Slaczka: There was! That’s why it’s actually called Scribblenauts. Originally [Maxwell] was an astronaut and he would go around these different planets and help them by scribbling on this notepad. So we kept the name. So if you write ‘Scribblenaut’ in the game, you’ll actually get the original Scribblenaut. He’s an astronaut dude who looks kinda like a robot, but we wanted a guy who looked more human, so we went with Maxwell.
TGR: This makes me think that if you get the licensing – and you’re WB, which is somehow affiliated with DC who published Batman – this concept sounds like it would be perfect for a Green Lantern game. He goes to planets, summons objects at will, etc. Have you thought about maybe going to DC and asking them for the rights to make the ultimate Green Lantern game?
Slaczka: That’s an interesting idea. If it does well, we’ll see where it goes. But that’s a cool idea!
TGR: What are some of the most interesting solutions you’ve seen people come up with in Scribblenauts?
Slaczka: Well, there’s one I saw today where there’s a guy in the desert and it says ‘refresh him’. The obvious answer is like ‘lemonade’ or something, but I was like, "Dude, c’mon.

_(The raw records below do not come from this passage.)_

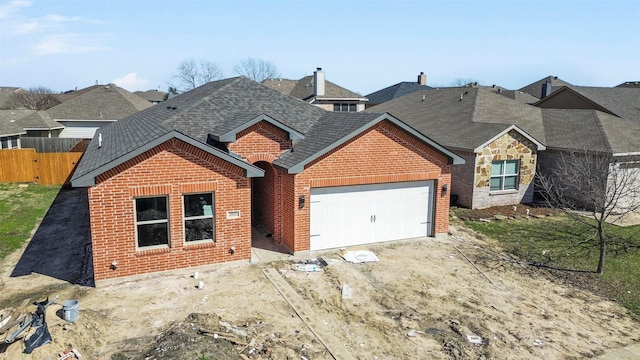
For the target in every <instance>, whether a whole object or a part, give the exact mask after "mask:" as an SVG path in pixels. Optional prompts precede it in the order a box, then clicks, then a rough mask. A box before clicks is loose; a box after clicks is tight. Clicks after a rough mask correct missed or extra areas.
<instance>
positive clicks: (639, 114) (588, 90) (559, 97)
mask: <svg viewBox="0 0 640 360" xmlns="http://www.w3.org/2000/svg"><path fill="white" fill-rule="evenodd" d="M535 105H536V106H538V107H540V108H542V114H543V119H544V128H545V133H546V140H547V145H548V147H549V149H548V150H547V151H545V152H544V154H542V155H541V156H540V165H541V166H540V171H541V173H544V174H546V175H548V176H551V173H552V170H553V169H554V168H555V166H557V163H558V160H559V159H560V158H561V157H563V156H564V158H565V159H567V158H568V159H571V153H572V152H574V151H577V152H584V151H589V152H591V153H595V154H602V155H603V156H606V159H609V160H610V161H611V163H610V165H609V171H610V172H612V173H613V170H615V171H627V172H630V173H631V172H636V171H638V169H639V168H640V88H639V87H614V88H605V87H586V86H572V87H563V88H560V89H557V90H556V91H554V92H553V93H552V94H551V95H549V96H547V97H546V98H544V99H542V100H540V101H539V102H537V103H536V104H535ZM569 164H571V163H569ZM611 180H612V179H610V181H611ZM636 181H637V185H636V188H637V189H638V191H639V192H640V176H637V177H636ZM610 185H612V184H610ZM578 200H579V199H578ZM622 204H623V205H624V203H622Z"/></svg>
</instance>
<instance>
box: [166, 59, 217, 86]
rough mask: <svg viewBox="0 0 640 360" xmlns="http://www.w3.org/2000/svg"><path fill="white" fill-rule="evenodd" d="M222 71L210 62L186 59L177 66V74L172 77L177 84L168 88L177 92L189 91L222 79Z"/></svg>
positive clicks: (202, 60)
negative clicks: (206, 84) (171, 89)
mask: <svg viewBox="0 0 640 360" xmlns="http://www.w3.org/2000/svg"><path fill="white" fill-rule="evenodd" d="M222 76H223V74H222V70H221V69H220V68H219V67H218V65H216V64H215V63H212V62H210V61H206V60H200V62H196V61H195V60H194V59H187V60H184V61H183V62H181V63H180V65H178V73H177V74H176V75H174V76H173V78H174V79H175V80H176V81H177V84H175V85H174V84H170V87H172V88H175V89H176V90H177V91H189V90H192V89H195V88H197V87H198V86H201V85H204V84H206V83H208V82H210V81H214V80H218V79H222Z"/></svg>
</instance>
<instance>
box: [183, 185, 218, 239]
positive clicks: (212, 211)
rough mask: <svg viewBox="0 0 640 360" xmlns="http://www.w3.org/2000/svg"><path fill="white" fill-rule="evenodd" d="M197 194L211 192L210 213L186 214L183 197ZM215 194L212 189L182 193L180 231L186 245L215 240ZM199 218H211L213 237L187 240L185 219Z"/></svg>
mask: <svg viewBox="0 0 640 360" xmlns="http://www.w3.org/2000/svg"><path fill="white" fill-rule="evenodd" d="M199 194H211V215H197V216H186V214H185V212H186V209H185V207H184V197H185V196H189V195H199ZM215 214H216V194H215V192H214V191H210V192H195V193H185V194H182V233H183V241H184V244H185V245H186V246H189V245H192V244H202V243H214V242H216V219H215ZM200 219H211V222H212V223H213V234H212V235H213V239H201V240H192V241H188V240H187V224H186V223H187V221H188V220H200Z"/></svg>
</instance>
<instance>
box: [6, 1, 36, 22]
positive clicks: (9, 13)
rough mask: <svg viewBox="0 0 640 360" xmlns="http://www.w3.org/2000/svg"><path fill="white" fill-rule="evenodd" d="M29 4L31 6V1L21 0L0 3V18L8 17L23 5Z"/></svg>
mask: <svg viewBox="0 0 640 360" xmlns="http://www.w3.org/2000/svg"><path fill="white" fill-rule="evenodd" d="M29 6H31V1H21V0H16V1H11V2H9V3H7V4H2V5H0V19H6V18H9V17H10V16H11V15H13V14H14V13H15V12H17V11H18V9H20V8H23V7H29Z"/></svg>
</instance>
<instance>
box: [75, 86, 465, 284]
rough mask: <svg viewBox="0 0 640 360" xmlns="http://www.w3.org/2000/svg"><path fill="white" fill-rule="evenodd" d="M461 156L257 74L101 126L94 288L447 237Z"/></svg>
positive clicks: (148, 109)
mask: <svg viewBox="0 0 640 360" xmlns="http://www.w3.org/2000/svg"><path fill="white" fill-rule="evenodd" d="M461 163H463V160H462V158H460V157H459V156H457V155H455V154H453V153H452V152H450V151H448V150H446V149H445V148H443V147H442V146H441V145H439V144H438V143H436V142H434V141H433V140H431V139H430V138H427V137H426V136H424V135H422V134H421V133H419V132H417V131H416V130H414V129H413V128H411V127H409V126H407V125H406V124H405V123H403V122H402V121H400V120H398V119H397V118H395V117H393V116H391V115H389V114H384V113H382V114H380V113H343V112H329V111H325V110H323V109H321V108H319V107H316V106H313V105H310V104H309V103H307V102H305V101H301V100H300V99H296V98H294V97H291V96H289V95H285V94H282V93H280V92H278V91H276V90H273V89H270V88H268V87H266V86H263V85H261V84H258V83H255V82H253V81H251V80H248V79H246V78H244V77H238V78H232V79H226V80H220V81H216V82H211V83H208V84H206V85H203V86H201V87H199V88H196V89H194V90H192V91H189V92H187V93H184V94H181V95H179V96H176V97H174V98H172V99H169V100H167V101H166V102H164V103H162V104H159V105H156V106H153V107H150V108H148V109H145V110H143V111H140V112H138V113H135V114H133V115H131V116H128V117H126V118H124V119H122V120H120V121H118V122H115V123H113V124H111V125H109V126H106V127H104V128H102V129H100V130H99V131H98V132H97V133H96V135H95V137H94V138H93V140H92V142H91V144H90V146H89V148H88V149H87V151H86V153H85V155H84V157H83V158H82V160H81V162H80V164H79V165H78V168H77V170H76V172H75V173H74V175H73V177H72V180H71V181H72V185H73V186H74V187H86V188H87V192H88V198H89V211H90V217H91V236H92V244H93V262H94V278H95V281H96V284H99V283H100V282H101V281H103V280H107V279H110V278H116V277H123V276H132V275H138V274H143V273H150V272H159V271H168V270H174V269H183V268H190V267H199V266H205V265H210V264H215V263H222V262H230V261H248V260H249V259H250V258H251V233H252V226H255V225H258V224H259V225H261V226H263V227H264V228H266V229H267V230H268V231H269V232H271V233H272V234H273V241H274V242H276V243H279V244H283V245H285V246H286V247H287V248H288V249H290V251H291V252H292V253H300V252H308V251H314V250H320V249H327V248H337V247H343V246H350V245H356V244H364V243H373V242H380V241H389V240H396V239H401V238H412V237H422V236H436V235H439V234H445V233H446V232H447V228H448V209H449V193H450V192H449V191H447V190H448V189H450V188H451V170H452V167H453V166H452V165H454V164H461Z"/></svg>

Challenge yourself! Think of something more creative." So he typed ‘monsoon"’and it worked. It started raining all over the place with all these black, dark clouds and I’d literally worked on this game for over a year, demoing it since E3, going to all these shows, and nobody has ever written that before – and I was like, "Wow." I was literally this close to explaining why it wouldn’t work, because it’s an event, not an object, but then it worked. I’m still surprised at what’s in there!
TGR: Is there anything really cool you put in there that you’d really like people to find?
Slaczka: There’s a lot of cool stuff for people to find. We actually came out with a strategy guide. I know that it sounds like that defeats the purpose of using your imagination, but there’s so much stuff in there that we worked hard on that we’d like people to see.
Scribblenauts is a game that even dads and mummies can enjoy.
TGR: Is there anything about the game that you’re maybe not 100% satisfied with?
Slaczka: Well, that’s like asking any artist ‘is your work done?’. I would’ve liked to have gotten some celebrities in the game like Chuck Norris. That would’ve been cool. So maybe if we do another version, maybe. We just didn’t have enough time to make everything as awesome as possible. We only had a year and I wish we had two or three years to make it even more awesome. I mean, we had one year in development when most AAA games have three and we’re competing against them – I think we did a really good job.
TGR: Would you like to do a sequel to this if it’s a success?
Slaczka: Yeah, if it’s successful. It’s up to WB, so we’ll see where it goes.
TGR: So if a big fan were to get a Scribblenauts themed tattoo what would you recommend it be of?
Slaczka: Um… Cthulhu? Oh, I know! A ninja shark! Because that’s our company football team. We’re called the Ninja Sharks with Lasers. So we put that in the game. You can type in ‘ninja shark’ and then glue a laser to them and get that.
TGR: So you’ve heard it hear first, folks; if you really want to show your appreciation for Scribblenauts on your body, get the company football team mascot, the Ninja Sharks with Lasers from Scribblenauts!
Slaczka: We were trying to think of the most ferocious animal we could think of and that was a shark. So we thought, "What if it was a ninja shark?" But then we added lasers and were like, "Yes! How do you get more ferocious than that?"
How indeed. To see how a ninja shark with lasers stacks up to Cthulhu with lasers check out Scribblenauts, out now in North America for the Nintendo DS.